Have you noticed that neon lights are disappearing from our cities? Those giant flashing lights you see in places like Times Square are produced nowadays by LED, not the sliced and twisted gas-filled tubes of years ago.
For years, the old, disused neon lights of Las Vegas lay abandoned in an old YESCO production lot, known as the “Neon Boneyard. The Neon Museum of Las Vegas is restoring those signs and, last year, opened up its headquarters in the lobby of La Concha Hotel to offer hour-long tours of its collection.
The Stardust sign’s font is “Atomic.” Embracing the spirit of the age, it was meant to resemble the mushroom cloud of atomic tests.
The Moulin Rouge was the first Las Vegas casino to integrate, and the “Moulin Rouge Accord” ended segregation in Las Vagas.
The Horsehoe was the last to integrate.
Ironically, the Neon Museum’s sign contains no neon; it is all LED.
When you get a call at 5am from the hotel lobby requesting that you collect your drunk friend because she is causing trouble, you know it’s time to get out of Vegas.
Only the Burlesque Hall of Fame can keep me in Vegas for four nights, and it was worth it.
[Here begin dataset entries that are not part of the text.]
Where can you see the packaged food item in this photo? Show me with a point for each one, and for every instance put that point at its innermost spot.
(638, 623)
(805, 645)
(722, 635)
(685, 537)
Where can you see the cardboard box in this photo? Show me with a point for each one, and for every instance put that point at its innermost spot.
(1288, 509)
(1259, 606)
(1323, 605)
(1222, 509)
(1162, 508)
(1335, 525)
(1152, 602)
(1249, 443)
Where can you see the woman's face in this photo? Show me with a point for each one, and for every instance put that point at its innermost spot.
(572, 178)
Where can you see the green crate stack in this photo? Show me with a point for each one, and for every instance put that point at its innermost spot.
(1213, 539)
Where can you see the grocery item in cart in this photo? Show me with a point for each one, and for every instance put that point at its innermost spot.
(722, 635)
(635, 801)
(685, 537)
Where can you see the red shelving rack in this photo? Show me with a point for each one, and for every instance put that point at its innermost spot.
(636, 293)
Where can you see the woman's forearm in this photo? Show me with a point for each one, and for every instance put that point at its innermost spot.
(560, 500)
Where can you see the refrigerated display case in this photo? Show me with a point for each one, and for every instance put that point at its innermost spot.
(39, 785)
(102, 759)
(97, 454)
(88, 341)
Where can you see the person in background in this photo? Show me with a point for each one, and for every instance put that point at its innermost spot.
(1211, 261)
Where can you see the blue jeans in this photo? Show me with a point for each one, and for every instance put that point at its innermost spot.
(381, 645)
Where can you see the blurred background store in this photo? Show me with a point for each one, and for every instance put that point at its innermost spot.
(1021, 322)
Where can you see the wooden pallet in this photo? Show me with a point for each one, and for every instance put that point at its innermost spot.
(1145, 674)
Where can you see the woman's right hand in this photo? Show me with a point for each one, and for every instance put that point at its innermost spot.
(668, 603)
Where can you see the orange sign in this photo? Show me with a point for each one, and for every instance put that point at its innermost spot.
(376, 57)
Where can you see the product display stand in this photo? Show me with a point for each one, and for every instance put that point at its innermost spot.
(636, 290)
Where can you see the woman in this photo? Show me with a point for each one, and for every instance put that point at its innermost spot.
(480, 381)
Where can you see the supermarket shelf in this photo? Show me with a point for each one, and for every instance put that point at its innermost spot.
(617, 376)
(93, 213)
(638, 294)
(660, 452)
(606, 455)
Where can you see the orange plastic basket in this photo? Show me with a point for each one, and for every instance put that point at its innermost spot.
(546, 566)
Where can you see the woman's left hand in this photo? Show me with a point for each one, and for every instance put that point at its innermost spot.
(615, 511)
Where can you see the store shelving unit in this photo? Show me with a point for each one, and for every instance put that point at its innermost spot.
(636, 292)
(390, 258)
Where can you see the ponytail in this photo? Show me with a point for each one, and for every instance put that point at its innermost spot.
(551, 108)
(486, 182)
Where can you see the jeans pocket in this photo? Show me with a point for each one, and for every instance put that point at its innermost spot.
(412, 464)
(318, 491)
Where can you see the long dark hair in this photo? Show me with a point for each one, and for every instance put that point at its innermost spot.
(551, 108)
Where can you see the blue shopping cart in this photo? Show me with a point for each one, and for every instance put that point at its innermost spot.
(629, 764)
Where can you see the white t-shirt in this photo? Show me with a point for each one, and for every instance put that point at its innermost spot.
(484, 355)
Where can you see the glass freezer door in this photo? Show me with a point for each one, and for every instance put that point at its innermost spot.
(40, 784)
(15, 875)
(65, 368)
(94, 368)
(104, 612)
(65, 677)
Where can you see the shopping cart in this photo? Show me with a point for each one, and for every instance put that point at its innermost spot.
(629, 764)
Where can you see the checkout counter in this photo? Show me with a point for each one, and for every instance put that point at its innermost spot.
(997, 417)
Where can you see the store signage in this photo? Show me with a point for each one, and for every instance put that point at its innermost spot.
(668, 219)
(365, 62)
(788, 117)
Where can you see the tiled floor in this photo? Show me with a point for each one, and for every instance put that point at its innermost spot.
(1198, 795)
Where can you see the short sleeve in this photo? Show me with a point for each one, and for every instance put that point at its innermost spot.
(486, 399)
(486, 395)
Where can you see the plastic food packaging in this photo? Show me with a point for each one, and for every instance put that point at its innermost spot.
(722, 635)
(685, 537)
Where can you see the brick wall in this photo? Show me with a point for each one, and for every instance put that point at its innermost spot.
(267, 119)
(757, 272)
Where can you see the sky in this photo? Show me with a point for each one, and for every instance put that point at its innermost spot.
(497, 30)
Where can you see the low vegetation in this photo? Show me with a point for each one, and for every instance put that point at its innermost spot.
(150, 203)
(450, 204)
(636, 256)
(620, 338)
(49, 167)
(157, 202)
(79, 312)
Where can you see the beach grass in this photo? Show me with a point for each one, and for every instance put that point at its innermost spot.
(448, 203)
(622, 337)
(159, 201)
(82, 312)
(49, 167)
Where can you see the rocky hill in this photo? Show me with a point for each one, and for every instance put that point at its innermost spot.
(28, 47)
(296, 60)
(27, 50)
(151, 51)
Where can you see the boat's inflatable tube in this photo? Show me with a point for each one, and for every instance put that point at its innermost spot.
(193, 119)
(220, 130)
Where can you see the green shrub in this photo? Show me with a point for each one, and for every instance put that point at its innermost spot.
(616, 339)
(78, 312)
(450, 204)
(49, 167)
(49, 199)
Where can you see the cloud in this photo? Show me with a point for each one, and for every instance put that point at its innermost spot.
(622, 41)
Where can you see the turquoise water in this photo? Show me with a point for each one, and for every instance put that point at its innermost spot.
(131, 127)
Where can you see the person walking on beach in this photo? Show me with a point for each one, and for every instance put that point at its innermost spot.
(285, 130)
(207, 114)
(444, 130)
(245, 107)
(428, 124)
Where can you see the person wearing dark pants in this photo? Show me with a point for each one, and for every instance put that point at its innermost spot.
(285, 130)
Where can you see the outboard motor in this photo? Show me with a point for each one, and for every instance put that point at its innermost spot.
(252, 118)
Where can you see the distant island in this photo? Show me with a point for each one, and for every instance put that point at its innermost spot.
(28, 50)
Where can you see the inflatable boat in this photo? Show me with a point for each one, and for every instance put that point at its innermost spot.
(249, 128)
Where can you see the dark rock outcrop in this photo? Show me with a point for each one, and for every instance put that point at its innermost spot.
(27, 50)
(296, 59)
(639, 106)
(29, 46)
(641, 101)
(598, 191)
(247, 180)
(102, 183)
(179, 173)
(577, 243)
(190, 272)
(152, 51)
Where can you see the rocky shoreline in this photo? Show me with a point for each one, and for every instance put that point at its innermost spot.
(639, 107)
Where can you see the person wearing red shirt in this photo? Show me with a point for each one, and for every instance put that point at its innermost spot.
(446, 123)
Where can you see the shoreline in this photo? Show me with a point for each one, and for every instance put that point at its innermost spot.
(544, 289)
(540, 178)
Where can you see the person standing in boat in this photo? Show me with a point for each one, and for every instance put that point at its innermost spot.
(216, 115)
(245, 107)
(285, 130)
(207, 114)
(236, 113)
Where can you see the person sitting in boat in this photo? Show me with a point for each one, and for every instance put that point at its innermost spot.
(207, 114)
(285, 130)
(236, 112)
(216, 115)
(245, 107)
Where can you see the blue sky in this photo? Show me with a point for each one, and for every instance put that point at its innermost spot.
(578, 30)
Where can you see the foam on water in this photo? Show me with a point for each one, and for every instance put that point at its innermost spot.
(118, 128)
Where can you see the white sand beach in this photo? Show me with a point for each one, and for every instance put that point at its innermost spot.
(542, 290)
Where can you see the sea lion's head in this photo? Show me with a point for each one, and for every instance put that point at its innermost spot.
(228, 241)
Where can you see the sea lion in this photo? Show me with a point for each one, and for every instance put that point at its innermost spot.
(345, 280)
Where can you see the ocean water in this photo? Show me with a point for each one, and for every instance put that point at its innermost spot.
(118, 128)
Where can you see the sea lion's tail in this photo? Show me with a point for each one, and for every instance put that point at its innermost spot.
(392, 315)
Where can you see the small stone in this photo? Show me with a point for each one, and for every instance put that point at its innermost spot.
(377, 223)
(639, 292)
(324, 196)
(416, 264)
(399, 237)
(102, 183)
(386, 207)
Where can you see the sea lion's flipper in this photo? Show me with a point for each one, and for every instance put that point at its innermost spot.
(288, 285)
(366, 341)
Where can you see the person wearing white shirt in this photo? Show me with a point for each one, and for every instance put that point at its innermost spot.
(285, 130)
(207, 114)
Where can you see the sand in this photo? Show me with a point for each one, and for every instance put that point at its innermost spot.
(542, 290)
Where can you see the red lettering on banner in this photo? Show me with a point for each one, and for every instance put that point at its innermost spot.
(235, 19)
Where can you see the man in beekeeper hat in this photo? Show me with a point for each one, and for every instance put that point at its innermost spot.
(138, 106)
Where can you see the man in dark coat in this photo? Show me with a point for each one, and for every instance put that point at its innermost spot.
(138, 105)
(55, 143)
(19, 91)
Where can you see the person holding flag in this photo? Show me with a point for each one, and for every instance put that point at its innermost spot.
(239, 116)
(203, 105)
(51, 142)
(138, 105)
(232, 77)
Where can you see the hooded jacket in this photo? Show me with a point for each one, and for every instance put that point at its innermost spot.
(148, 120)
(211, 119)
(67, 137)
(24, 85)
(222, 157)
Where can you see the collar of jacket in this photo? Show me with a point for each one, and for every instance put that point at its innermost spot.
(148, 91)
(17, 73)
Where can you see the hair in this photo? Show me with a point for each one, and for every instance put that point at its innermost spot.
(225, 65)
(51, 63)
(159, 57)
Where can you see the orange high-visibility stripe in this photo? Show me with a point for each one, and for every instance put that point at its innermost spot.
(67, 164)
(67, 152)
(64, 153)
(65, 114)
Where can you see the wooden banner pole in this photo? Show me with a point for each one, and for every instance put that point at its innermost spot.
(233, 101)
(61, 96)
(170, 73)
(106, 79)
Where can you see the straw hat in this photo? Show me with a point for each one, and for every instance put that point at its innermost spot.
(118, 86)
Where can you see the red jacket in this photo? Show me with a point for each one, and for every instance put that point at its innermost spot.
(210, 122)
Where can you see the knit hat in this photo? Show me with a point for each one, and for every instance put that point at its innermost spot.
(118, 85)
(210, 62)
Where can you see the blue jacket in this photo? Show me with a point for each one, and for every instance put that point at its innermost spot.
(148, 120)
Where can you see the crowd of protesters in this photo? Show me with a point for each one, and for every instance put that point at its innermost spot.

Hard to choose the best, but my favourites were Michelle L’Amour, Renea La Roux, who did a “Rock Me Amadeus” number, Kitten De Ville (above,) Amber Ray, Immodesty Blaze and the unstoppable Tigger, who bounded through the audience to Cheap Trick’s Surrender.
There was, inevitably, an undercurrent of the snottiness that I have come to expect at burlesque shows — and inevitably it came from performers I had never heard of. As for the legends, the real stars and the people we were all here to see: sweethearts! Compare my friend stepping across a nobody’s path and getting a cuss and a snarl to her stepping on Satan’s Angel‘s dress and getting a giggle and told not to worry about it.
It’s too bad that there is this snottiness in burlesque but I think it has a lot to do with its mainstreaming: when we were all outcasts we stuck together.